花がない時期なので (?) 実験区の様子など。下は前回キョンと会った調査地の様子です。写真奥の明るい所は、2008年春に伐採した後、シカ柵を張らずに経過を見ている区画です。すっかりアカマツ林になりました。

暑苦しい夏にはさわやかでよい…
アカマツは有機物堆積の薄い立地に生育する植物です。シカに比較的好まれず、他の植物が殆ど食われてしまうシカ密度でも、割と生き残ります。写真の場所は比較的急傾斜なので、シカの影響で植物が生えられないと、堆積物が流失して地面が露出がちになります。こうしてできたアカマツ向きな立地に、近くの母樹から種子が飛んできて、天然アカマツ林のできあがり(まあ17年かかっているのですが)。

上の風景を拡大すると、手前と奥にアカマツの梢端がみえ、間に挟まるようにカラスザンショウの梢端が見えます。
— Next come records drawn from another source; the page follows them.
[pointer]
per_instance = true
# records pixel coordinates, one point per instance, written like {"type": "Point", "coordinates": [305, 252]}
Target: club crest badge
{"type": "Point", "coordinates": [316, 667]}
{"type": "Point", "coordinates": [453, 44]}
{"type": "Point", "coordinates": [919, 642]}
カラスザンショウは、伐採後にシカ柵で囲った区画の林冠部です。
カラスザンショウの下の林床は、こんな感じ:

おなじみのヒサカキやスゲが繁茂しています。近くにスギ植林地があるので、よく見るとスギも生えてます。一方で、アカマツはこの柵内には全然見当たりません。
このように、シカは伐採跡地の森林発達の方向性を変える力を持っています。一方で、房総半島のように生産性の高い環境では、シカがそれなりにいても、伐採跡地は最終的に森になっていきそうです(木の種類は伐採前と違いますが)。